When did you start racing? Why?
I started racing when I was 8-years old at sail camp. They held a regatta at our club the second week of camp and invited me to race. I had so much fun during the regatta, I joined race team the following week and have been racing ever since.
Where and how do you train?
In the summer, I train at my home club – Edgewater Yacht Club – in Cleveland, Ohio on Lake Erie. Once I made the US National Team, I decided to homeschool so I could train in the winter with Coral Reef in Miami.
I really like to practice. It allows me to try different things I will use on the race course. I try to stay fit by running and lifting weights, especially now that I am starting to sail other boats.
What’s your favorite part of racing?
I think for me the hardest part is the start, but it is also one of the most rewarding. You have all the boats in one spot at the same time, and you have all sorts of different sailing abilities. You can be in the perfect position and still have someone make a mistake and wreck your start.
What was your biggest failure? What did you learn from that experience?
My first team trial. I probably only weighed 65 pounds, and it was really windy the first three days. I wanted to blame not doing well [on my size], until I saw one of the top kids was no bigger than me. It really motivated me to work harder in the big breeze. Now I can’t wait to get out there when it blows.
What’s been your greatest success? What did you learn from that experience?
It’s hard to pick just one thing.
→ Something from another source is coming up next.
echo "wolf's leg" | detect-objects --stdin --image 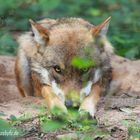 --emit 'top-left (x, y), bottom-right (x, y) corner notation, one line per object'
(79, 85), (101, 117)
(15, 51), (33, 97)
(41, 86), (67, 113)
The year I got serious about traveling to major regattas I was able to win the Great Lakes Championship, Midwinters in New Orleans, and I took second place at the New Jersey State Championship and Southeast Championship in Pensacola. I then was able to finish second at the Orange Bowl Regatta. I learned that hard work and practice really pay off.
What are your sailing strengths?
I really practice hard and listen to what coaching I get. I love to get out on the water whenever I can, even if it’s just having fun.
When did you start using Quantum® sails? Why?
I started to get too big for my sail that I was using, and I was looking for a more powerful sail that also performs well. Some of my teammates and friends were using the Quantum Black with success. I used my first Quantum sail during the Spring Fling regatta and loved the versatility it gave me in both light and heavy air.
How have Quantum sails helped your racing?
Quantum sails have really helped me by providing the most advanced racing equipment they make, making sailing easier.
Who supports and encourages your sailing? How?
My mom and dad, and many of the members of the Edgewater Yacht Club. Mom and Dad have not only been financially [supportive], but they take me to all the regattas and really have an interest in how I am doing. Sometimes our dinner table becomes a makeshift race course as we talk about some of the races.
One of the members of our club, Joe Colling, has a J/70, and he has let me skipper in all kinds of regattas. I recently did the J/70 North Americans and the Annapolis NOOD regatta.
Do you have other interests beyond sailing?
I like to play basketball, snowboard, and water ski. Up until last year I did short track speed skating (I actually finished fourth at nationals).
What’s next for you?
I am now sailing a C420 locally with hopes of making it to Nationals. I am also sailing a Jet 14, J/70, and just started sailing a Snipe. Sailing different boats really is a lot of fun. As different as they all are, they are all very similar.